Now, my theory on the possibly positive approach Mayor Ford is taking to re-imagine Toronto falls down somewhat in his war on graffiti. What says ‘gentrify me, please’ more than graffiti? To be fair, though, the Financial Times does worry about the affect of violence on a city’s capacity to be great. The mayor may just be adhering to the Rudy Giuliani view of stopping small crimes stops big crimes. So I think you could stuff his anti-graffiti crusade into the thought of helping make Toronto great.
Of course, some might consider this putting all your eggs in one basket based on one article from a writer clutching at straws to explain how his hometown always seems to be left off other Best Of lists. Or, more generously, one particular school of thought of what makes a city great. There are other metrics to make such judgments. Like, say, this one for instance. The World’s 26 Best Cities for Business, Life, and Innovation.
“We’re measuring what makes a city successful,” Merrill Pond, vice president at the Partnership for New York City told The Atlantic. “Success as we define it cuts across business opportunity, cultural opportunity, and education opportunity. We use ten indicators [including Transportation and Infrastructure, Intellectual Capital and Innovation, and Lifestyle Assets], each made up of smaller variables [within Lifestyle Assets: share of green space, skyline impact, hotel rooms].”And how did Toronto do? #2. Just behind New York City. “Toronto is a ‘beta’ city…because it’s not considered a part of the conversation with London, Paris, and New York for greatest city in the world.

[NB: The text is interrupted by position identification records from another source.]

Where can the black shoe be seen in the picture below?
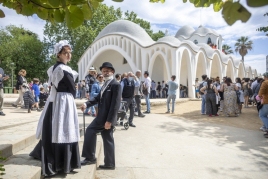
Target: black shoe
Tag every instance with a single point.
(265, 135)
(88, 162)
(106, 167)
(132, 125)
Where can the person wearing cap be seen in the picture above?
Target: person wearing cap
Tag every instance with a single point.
(108, 101)
(263, 95)
(58, 127)
(90, 79)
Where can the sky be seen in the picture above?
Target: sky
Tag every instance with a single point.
(174, 14)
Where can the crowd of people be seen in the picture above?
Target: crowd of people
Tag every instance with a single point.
(32, 95)
(230, 97)
(58, 126)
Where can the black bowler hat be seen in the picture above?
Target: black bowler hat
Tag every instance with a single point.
(107, 65)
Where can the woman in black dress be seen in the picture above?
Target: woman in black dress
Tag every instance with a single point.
(58, 127)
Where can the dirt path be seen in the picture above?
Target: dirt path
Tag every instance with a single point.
(191, 111)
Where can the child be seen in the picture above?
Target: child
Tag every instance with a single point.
(36, 93)
(28, 98)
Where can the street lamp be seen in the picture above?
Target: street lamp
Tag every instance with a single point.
(12, 68)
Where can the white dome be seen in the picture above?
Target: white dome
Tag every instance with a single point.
(129, 29)
(173, 41)
(203, 31)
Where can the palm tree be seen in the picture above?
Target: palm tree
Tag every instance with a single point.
(227, 49)
(243, 45)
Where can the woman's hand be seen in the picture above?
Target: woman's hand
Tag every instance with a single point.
(83, 107)
(107, 125)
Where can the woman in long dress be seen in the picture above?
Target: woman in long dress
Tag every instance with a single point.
(58, 126)
(211, 91)
(241, 94)
(230, 106)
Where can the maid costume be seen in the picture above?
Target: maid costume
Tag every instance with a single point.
(58, 127)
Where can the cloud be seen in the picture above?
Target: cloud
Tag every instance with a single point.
(257, 62)
(32, 23)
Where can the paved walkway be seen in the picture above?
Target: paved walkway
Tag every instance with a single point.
(170, 147)
(165, 147)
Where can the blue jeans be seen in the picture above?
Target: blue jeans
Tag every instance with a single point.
(203, 105)
(147, 100)
(173, 98)
(263, 112)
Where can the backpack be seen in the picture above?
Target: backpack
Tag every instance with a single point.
(201, 86)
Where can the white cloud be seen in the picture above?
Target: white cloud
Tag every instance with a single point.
(257, 62)
(33, 24)
(172, 15)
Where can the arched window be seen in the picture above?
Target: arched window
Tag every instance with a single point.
(124, 61)
(209, 41)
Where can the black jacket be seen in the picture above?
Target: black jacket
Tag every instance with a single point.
(20, 81)
(108, 104)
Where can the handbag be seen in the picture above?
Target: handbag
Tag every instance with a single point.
(144, 90)
(238, 97)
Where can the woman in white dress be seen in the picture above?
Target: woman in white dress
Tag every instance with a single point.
(241, 94)
(58, 127)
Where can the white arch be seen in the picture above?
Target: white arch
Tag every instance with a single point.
(152, 61)
(219, 67)
(204, 64)
(230, 64)
(241, 70)
(189, 70)
(106, 48)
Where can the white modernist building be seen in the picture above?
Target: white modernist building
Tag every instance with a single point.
(187, 54)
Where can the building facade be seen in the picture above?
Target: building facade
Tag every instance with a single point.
(188, 55)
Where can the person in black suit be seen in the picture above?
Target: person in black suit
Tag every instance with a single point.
(108, 101)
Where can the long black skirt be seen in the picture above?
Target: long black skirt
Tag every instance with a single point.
(55, 158)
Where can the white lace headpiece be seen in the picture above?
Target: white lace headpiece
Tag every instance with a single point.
(58, 46)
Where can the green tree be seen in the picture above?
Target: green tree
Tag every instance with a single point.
(81, 37)
(227, 49)
(264, 29)
(132, 16)
(23, 48)
(74, 12)
(242, 46)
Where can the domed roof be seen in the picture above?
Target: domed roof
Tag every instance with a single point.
(170, 40)
(209, 51)
(185, 32)
(203, 31)
(127, 28)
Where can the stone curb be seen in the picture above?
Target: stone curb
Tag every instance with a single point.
(154, 102)
(17, 165)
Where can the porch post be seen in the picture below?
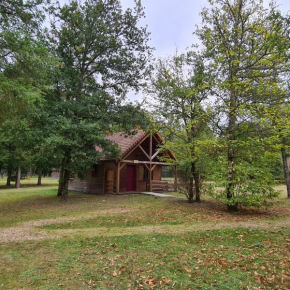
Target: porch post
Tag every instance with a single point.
(175, 178)
(150, 165)
(118, 178)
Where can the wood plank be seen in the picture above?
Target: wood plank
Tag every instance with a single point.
(154, 155)
(146, 162)
(147, 167)
(144, 152)
(135, 147)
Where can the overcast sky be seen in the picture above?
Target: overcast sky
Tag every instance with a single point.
(172, 22)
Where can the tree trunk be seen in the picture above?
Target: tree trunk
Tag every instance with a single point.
(60, 181)
(196, 183)
(286, 170)
(231, 154)
(9, 173)
(66, 176)
(39, 178)
(18, 177)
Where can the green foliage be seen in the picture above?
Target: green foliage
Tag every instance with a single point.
(180, 88)
(244, 44)
(102, 54)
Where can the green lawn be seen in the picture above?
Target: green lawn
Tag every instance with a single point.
(138, 242)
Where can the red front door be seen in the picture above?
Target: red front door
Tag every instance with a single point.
(131, 178)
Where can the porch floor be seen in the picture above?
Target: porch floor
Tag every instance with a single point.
(157, 194)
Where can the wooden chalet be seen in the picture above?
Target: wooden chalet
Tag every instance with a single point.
(137, 169)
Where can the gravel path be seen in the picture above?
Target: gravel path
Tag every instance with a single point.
(31, 231)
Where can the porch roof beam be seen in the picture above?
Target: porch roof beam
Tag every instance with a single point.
(145, 153)
(145, 162)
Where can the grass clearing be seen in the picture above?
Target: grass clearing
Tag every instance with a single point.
(138, 242)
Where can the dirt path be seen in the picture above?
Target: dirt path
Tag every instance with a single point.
(31, 231)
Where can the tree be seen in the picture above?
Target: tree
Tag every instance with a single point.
(102, 53)
(244, 44)
(21, 55)
(180, 90)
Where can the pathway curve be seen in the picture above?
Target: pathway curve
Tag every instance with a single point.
(32, 231)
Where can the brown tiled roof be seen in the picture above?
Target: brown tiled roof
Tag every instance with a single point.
(127, 142)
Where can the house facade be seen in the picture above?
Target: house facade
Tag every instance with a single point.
(137, 169)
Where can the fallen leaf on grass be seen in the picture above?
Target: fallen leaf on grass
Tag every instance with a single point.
(166, 281)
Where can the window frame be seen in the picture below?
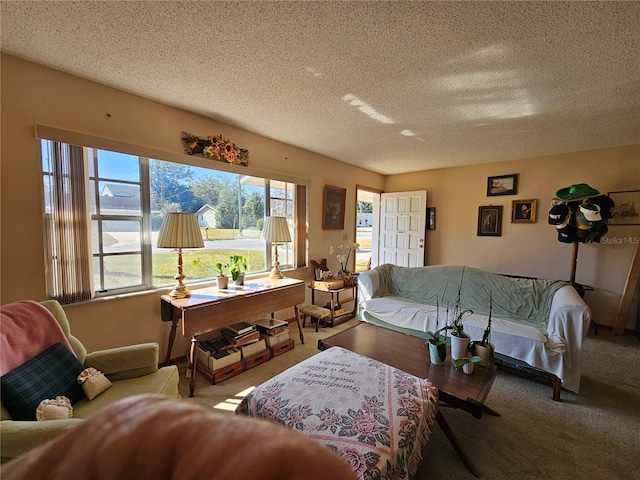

But it has all the building blocks of a superlative international city, beginning with smart ideas about sustainability and innovation.” [bolding ours]
Yeah but, innovation’s hard. It takes lots of… innovative ideas. As for sustainability? Well, that costs money upfront, and just in case this Merrill Pond hasn’t been following along here, Toronto’s got a spending problem. Rather than building on those so-called ‘building blocks’, it’d be so much easier just to knock them down and start over again. With no more thought put into it then off-the-cuff remarks based on rumours and gut instincts.
An organic mess, let’s call it. That’s the mayor’s plan for this city. It’s quicker, cheaper and requires only part time participation. Football teams aren’t going to coach themselves, you know.
Sometimes you just have to think small to build big things. If there’s one thing Mayor Ford is good at, it’s thinking small. We need to stop criticizing him for that and start realizing that maybe, just maybe, great things can grow on such shallow, fallow land.